Kulihat Robby terdiam. Mulutnya ternganga. Sedangkan Roy terus menunduk hormat di hadapan ruh suci itu.

Aku sendiri – suami Ayudya — tak tahu apa-apa. Apa yang dikatakan Roy sebagai Kanjeng Sunan itu, memang pernah membisiki aku di malam hari usai salat tahajud untuk selalu menyintai istriku seperti cintanya Rasulullah kepada Siti Khadijah. Itulah sebabnya aku selalu menuruti keinginan istriku asalkan tujuannya baik dan demi kemajuannya.

Istriku, Ayudya terdiam. Ia tampaknya sudah mendapat jawaban atas pertanyaan-pertanyaan yang akan disampaikannya kepada Roy.

XXXXXXXXX

“Tok…tok…tok. Tok..tok.. tok..Pah…Pah…bangun. Sudah jam empat pagi. Sahur. Sahur,” anak sulungku mengetok pintu kamar. Aku kaget sekali. Istriku, juga langsung bangun. Rupanya, kami tertidur pulas; mimpi jadi peserta acara Karma.

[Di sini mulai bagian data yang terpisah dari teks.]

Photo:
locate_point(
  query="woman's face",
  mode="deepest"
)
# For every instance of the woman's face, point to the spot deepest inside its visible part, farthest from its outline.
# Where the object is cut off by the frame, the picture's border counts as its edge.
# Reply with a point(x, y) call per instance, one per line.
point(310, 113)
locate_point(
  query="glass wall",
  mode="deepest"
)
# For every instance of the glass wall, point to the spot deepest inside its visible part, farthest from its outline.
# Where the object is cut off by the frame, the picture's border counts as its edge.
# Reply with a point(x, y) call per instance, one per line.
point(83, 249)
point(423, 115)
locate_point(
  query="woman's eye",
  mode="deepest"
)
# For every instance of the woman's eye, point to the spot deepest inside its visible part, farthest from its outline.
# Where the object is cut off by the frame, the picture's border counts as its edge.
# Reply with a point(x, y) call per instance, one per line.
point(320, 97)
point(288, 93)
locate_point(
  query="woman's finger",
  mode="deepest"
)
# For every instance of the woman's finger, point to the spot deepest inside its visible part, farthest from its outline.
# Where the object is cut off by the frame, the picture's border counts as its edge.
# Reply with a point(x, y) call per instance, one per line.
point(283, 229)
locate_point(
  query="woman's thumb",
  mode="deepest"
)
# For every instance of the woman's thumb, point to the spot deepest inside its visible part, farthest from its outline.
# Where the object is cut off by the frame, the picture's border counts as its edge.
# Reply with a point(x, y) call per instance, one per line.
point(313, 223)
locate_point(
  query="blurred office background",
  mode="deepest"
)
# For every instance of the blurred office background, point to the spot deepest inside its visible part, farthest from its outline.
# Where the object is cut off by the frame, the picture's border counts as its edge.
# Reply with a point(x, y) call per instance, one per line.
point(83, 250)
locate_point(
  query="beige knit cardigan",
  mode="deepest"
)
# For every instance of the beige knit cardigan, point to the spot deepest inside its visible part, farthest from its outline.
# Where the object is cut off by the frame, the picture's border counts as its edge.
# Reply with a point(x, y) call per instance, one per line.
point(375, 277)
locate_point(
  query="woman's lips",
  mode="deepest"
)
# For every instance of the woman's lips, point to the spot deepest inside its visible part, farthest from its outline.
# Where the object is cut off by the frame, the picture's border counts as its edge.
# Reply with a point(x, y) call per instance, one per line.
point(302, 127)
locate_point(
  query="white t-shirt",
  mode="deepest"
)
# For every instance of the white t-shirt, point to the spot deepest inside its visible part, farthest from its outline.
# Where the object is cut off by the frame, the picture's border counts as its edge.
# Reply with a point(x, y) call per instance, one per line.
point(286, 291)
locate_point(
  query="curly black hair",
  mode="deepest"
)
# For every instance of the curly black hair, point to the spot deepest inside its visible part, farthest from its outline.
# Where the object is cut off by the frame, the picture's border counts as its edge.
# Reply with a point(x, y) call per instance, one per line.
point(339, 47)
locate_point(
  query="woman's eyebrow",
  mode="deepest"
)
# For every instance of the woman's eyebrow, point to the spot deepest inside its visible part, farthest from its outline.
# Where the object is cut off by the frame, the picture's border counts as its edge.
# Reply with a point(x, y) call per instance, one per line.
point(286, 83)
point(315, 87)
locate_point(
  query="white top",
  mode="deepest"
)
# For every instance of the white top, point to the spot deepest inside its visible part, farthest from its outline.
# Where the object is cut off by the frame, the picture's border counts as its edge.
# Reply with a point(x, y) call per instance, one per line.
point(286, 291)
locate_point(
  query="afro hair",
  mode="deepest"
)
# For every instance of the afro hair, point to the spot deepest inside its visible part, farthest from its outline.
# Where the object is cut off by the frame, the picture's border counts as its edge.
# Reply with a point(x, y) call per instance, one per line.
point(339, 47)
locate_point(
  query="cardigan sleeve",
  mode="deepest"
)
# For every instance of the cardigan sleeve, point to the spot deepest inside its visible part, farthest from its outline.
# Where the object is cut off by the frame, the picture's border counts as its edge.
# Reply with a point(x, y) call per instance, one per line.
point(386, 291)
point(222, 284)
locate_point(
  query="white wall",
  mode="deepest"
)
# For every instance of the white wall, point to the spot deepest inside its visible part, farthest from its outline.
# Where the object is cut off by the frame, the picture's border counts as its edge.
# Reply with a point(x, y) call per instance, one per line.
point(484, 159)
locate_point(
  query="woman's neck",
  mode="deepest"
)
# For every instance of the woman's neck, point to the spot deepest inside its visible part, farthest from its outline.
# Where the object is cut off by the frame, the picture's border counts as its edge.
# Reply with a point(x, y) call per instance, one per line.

Ketika sahur bersama di meja makan, istriku tetiba menyatakan tidak jadi ikut acara Karma.
“Kenapa batal jadi peserta di Karma, sayang?,”
“Percuma Pah. Mamah sudah tahu jawaban dari pertanyaan yang akan disampaikan kepada Roy,” ujar istriku Ayudya. Aku diam saja. Seolah-olah tak mengetahui mimpi istriku terlibat dalam acara Karma yang dihadiri oleh Kanjeng Sunan.

“Ya sudah terserah Mamah. Papah kan sudah mengizinkan.”

“Thanks alot Dad. Papah memang suami yang baik. Terimakasih atas kebaikan Papah. I love you.”

Aku hanya tersenyum membalas ‘I love you’-nya Ayudya. Istriku pun tersenyum. Hidup ini indah bagi keluarga sakinah!